The original Volkswagen Beetle was popular the world over, but nowhere did it become more ubiquitous than in Mexico, known there as the Vocho.
The Volkswagen Beetle is an automotive Rorschach test, each of us interpreting its nature and meaning through our own lens. For some it is the epitome of spunky flower power fun, for others the Beetle’s simplicity makes it the perfect introduction to DIY wrenching. Originally envisioned as “the people’s car,” the Beetle’s basic design and unique charms captured people’s imaginations, spawned designs ranging from the VW Bus to the Mayers Manx dune buggy to the Porsche 911, and garnered generations of devoted fans the world over. And no other country has a more intimate or longstanding relationship to the Beetle than Mexico.
Known colloquially as the Vocho or more formally as the Volkswagen Type 1 Sedan, the Beetle became Mexico’s best-selling car and a ubiquitous sight in the nation’s capital of Mexico City as the bulk of the local taxi fleet there for decades. Below we will trace the history of the Vocho in Mexico and how this German immigrant became a Mexican automotive folk hero.

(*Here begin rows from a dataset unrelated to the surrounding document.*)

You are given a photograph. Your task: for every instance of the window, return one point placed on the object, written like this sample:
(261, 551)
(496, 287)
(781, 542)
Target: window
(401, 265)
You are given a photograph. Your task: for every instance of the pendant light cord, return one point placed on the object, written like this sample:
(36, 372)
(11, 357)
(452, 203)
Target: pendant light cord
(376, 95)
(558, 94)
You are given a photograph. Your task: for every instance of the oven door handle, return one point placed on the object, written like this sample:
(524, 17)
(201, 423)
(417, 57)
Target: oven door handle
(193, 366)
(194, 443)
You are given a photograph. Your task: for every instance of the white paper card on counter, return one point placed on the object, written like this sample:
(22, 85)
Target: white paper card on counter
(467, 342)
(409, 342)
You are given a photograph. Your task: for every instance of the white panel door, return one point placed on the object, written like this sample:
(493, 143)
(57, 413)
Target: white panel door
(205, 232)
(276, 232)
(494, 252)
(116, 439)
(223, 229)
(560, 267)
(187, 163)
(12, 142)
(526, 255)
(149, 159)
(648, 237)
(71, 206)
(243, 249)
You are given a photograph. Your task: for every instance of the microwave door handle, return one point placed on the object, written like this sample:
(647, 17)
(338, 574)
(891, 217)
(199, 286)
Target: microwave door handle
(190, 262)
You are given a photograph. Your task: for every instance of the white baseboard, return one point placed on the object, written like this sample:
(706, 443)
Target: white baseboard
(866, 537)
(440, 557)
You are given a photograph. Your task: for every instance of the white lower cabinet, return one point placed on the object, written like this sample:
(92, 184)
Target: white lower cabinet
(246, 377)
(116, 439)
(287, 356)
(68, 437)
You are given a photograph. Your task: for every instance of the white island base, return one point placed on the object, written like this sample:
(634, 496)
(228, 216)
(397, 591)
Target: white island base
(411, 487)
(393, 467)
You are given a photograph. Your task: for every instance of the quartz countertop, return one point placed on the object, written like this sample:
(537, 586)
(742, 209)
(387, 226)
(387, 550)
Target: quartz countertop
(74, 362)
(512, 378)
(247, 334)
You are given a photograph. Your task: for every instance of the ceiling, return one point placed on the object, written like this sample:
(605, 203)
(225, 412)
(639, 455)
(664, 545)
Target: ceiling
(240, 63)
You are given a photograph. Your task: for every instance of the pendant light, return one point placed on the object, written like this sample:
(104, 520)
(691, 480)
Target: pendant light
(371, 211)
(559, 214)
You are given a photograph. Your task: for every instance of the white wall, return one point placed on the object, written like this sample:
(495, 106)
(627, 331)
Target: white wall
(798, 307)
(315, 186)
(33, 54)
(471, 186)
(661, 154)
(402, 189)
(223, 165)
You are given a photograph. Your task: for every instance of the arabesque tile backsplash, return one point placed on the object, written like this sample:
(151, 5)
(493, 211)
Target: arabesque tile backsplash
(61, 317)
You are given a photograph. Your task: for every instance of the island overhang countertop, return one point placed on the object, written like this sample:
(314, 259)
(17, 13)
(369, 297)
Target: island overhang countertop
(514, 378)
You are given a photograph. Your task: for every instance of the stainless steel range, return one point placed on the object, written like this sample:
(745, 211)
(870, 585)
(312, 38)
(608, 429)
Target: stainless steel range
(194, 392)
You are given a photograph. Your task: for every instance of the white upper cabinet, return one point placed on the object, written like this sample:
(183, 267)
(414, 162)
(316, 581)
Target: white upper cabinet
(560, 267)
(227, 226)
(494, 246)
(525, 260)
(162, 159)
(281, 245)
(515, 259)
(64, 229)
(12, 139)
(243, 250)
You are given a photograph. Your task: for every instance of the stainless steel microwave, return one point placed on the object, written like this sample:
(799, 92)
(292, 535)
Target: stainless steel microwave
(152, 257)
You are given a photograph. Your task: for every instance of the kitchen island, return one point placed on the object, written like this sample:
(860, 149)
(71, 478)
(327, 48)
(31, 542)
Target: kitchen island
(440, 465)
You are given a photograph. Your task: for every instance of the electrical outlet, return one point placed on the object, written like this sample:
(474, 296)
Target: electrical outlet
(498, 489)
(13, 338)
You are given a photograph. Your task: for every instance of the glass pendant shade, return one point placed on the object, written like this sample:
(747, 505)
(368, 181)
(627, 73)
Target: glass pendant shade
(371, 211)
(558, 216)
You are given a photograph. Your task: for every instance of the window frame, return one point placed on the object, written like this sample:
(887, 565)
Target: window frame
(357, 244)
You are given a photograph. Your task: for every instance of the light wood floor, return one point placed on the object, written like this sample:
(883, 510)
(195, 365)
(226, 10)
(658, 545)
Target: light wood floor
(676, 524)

Designed back in 1938, the Volkswagen Beetle made its way to Mexico in 1954, then as an import. The Beetle was a quick success thanks largely to its affordability, reliability, and its mechanical simplicity. With clear demand, Volkswagen responded by starting production on a provisional basis in 1961 with the first Volkswagen plant established a year later in Xalostoc. The small plant could not meet the burgeoning demand, so in 1965 work began in Puebla for a new Volkswagen plant.
Full scale production of the Beetle began at the Puebla plant in 1967. Those first Beetles ran a 1200cc four-cylinder, with a larger 1500cc replacing it in 1968. Just as in the States, the Beetle was a popular choice in the late ‘60s. By the end of 1968, the car had already reached its first 100,000 units sold, and that number doubled by 1971. By 1975, the Beetle had sold half a million units in Mexico.
While the Beetle’s popularity was growing in Mexico, back across the Atlantic in Germany, the decade’s old design had already been eclipsed by the Beetle ostensible replacement, the Volkswagen Passat. German production of the original Beetle ceased after 1978. That same year, the Beetle’s built in Puebla started being exported to … drumroll …Europe (and would be through 1985). The Beetle hit one million units produced in Mexico in 1980.
The Beetle was already a success in Mexico, when in 1989, the car was given a government subsidy, the “Decreto Del Auto Popular” or People’s Car Decree to encourage sales of a domestically built car over more expensive Detroit steel. This helped make the Beetle Mexico’s best-selling model through much of the 1990s, and the plant in Puebla produced the 21 millionth (world-wide) Beetle in 1992. Though other, more modern imports, like the Nissan Tsuru began to rival the Beetle in sales, taking the top spot as the country’s best-selling car in 1994, the Beetle remained wildly popular, stealing back its title in 1996.
Nowhere in Mexico was the Beetle a more common sight than in the nation’s capital of Mexico City. There, the sprawling, labyrinthine streets were swarmed by the city’s fleet of Vocho taxis. Like all things, this was not to last. The Beetle was finally, after nearly fifty years virtually unchanged in Mexico, starting to show its age. Fuel-inefficiency, emissions, and lacking modern levels of safety made the Beetle a less and less viable over time. In 2002, another decree, this from the then-D.F. governor and now President Andrés Manuel López Obrador that called for all Mexico City taxi to have four doors and be no more than eight years old (the Beetle was grandfathered in an extra two years). This meant by 2013, the longtime mainstay of Mexico City streets, the Vocho taxi, was no more.
The decree that doomed the Vocho as Mexico City’s taxi dovetailed with an already precipitous drop in sales of the aging Beetle. Production of the original Beetle at the Puebla plant ceased in 2003. The final production year included a farewell edition, the Sedán Última Edición, of which 2,999 were built. These included the last unit off the production line, number 21,529,464, which was sent to the Volkswagen Museum in Germany.
Even twenty years after the last Vocho rolled off the line, the Beetle is still common on Mexico’s roads. In some neighborhoods and municipalities Vochos continue to be used as taxis, despite regulations otherwise. For many in Mexico, the Beetle was a first car, a family car, the car they learned to drive in. Sentiments run deep for the Vocho and legions of dedicated fans in Mexico continue to work on and restore these cars. Thanks to their sheer numbers and uncomplicated design, the Beetle is perhaps the perfect car for a devoted fan base to keep on the road today and in the decades to come.
It is utterly amazing that the original Beetle design lasted so long in Mexico. And this was thanks in no small part to the original intention behind the Beetle, a simple, easy to use, easy to fix car for the masses. In many ways, the very German Volkswagen Beetle found its true homeland in Mexico and its purest identity as El Vocho.